UPS has unveiled plans to cut up to 30,000 jobs in 2026 as it intensifies its move away from low-profit Amazon deliveries, aiming to refocus on more lucrative segments such as healthcare. The announcement, made during an earnings call on Tuesday, January 27, 2026, highlights the parcel giant’s strategic pivot amid a competitive logistics landscape.

The job reductions will primarily affect operational roles and be achieved through attrition, coupled with a voluntary separation program for full-time drivers. This approach is designed to minimize involuntary layoffs while streamlining the workforce. UPS Chief Financial Officer Brian Dykes emphasized that the cuts are part of a broader effort to enhance profitability by shedding less profitable business lines.

This decision is rooted in the company’s long-standing concern over Amazon shipments, which UPS has labeled “extraordinarily dilutive” to its margins. By scaling back these deliveries, UPS seeks to allocate resources to higher-margin customers, including those in the healthcare sector, where demand for reliable shipping is growing. The shift began in earnest last year, with 48,000 jobs eliminated and 93 facilities closed as part of an initial turnaround plan.

Financially, UPS enters this transition from a position of strength.

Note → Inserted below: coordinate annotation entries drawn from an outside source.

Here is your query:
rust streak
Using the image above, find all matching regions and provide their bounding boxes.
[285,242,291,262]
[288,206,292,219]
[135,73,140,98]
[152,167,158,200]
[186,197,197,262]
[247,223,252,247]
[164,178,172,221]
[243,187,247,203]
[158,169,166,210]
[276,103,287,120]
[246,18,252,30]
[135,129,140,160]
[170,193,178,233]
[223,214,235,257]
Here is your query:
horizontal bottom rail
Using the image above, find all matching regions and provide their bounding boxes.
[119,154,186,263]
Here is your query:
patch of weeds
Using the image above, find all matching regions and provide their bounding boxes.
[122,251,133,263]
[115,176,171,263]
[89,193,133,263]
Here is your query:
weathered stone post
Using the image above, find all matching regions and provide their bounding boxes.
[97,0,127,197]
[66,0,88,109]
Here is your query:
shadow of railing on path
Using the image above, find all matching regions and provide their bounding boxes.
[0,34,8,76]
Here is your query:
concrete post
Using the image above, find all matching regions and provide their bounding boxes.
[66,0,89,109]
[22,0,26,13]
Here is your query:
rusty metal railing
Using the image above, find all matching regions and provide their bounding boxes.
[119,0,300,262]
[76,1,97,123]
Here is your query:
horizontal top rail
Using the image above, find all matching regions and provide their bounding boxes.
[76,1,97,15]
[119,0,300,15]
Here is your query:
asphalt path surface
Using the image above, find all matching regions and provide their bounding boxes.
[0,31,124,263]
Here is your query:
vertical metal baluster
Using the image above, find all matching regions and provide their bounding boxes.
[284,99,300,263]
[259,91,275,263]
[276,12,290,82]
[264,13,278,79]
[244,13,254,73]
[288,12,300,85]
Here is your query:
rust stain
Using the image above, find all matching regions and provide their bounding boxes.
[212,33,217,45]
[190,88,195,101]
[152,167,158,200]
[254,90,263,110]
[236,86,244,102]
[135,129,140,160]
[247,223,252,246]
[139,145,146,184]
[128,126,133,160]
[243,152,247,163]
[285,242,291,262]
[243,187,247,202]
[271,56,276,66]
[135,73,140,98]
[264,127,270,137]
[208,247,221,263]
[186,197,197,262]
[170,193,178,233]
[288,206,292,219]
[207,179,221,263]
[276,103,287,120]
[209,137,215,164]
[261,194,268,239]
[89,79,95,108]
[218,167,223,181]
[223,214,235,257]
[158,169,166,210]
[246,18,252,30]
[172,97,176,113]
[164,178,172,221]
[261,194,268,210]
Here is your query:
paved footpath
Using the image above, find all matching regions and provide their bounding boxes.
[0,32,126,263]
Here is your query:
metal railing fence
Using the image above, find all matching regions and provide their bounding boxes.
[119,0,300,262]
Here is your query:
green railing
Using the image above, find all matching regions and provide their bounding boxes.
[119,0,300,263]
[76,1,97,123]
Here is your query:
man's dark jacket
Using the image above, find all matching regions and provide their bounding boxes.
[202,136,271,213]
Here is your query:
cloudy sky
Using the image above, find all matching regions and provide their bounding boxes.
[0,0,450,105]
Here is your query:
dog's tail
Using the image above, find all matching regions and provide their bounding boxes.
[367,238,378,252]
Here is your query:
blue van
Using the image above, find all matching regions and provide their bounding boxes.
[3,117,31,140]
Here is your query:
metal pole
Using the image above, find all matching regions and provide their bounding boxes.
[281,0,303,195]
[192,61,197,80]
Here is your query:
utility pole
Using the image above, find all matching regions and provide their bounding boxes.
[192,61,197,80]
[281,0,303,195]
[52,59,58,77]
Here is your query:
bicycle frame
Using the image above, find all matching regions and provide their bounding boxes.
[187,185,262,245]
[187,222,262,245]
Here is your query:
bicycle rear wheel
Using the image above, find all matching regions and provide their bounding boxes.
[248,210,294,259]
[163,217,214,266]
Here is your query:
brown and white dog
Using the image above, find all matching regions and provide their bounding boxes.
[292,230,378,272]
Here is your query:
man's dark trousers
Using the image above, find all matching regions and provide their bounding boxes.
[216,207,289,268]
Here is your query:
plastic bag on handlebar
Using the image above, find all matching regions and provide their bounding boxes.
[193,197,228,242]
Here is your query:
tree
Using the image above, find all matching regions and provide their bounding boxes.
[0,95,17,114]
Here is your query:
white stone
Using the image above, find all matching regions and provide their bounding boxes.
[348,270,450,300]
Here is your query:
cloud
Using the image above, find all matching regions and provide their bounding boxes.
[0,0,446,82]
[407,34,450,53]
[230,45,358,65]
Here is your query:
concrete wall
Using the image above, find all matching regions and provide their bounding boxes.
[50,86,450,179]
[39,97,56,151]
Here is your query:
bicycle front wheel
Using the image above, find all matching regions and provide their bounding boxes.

The company reported fourth-quarter consolidated revenue of $24.5 billion, surpassing analyst expectations, and forecasted a surprise increase in annual revenue to $89.7 billion for 2026. These figures suggest that despite the operational changes, UPS is maintaining robust performance, with shares rising slightly in response to the news.

The broader context includes UPS’s ongoing “Amazon accelerated glide down plan,” which aims to reduce daily shipments for the e-commerce giant by a million pieces in 2026. CEO Carol Tome noted that the company is in the final six months of this plan, with network reconfiguration efforts continuing to optimize efficiency. This strategic withdrawal from Amazon reflects a calculated bet on future growth areas.

Competitively, the move underscores the rapid evolution of the delivery industry. Amazon has significantly expanded its own logistics network, handling 6.3 billion U.S. deliveries in 2024 and projected to overtake the U.S. Postal Service by 2028. UPS’s pivot away from Amazon shipments is a direct response to this encroachment, aiming to avoid dependency on a rival that increasingly competes in the same space.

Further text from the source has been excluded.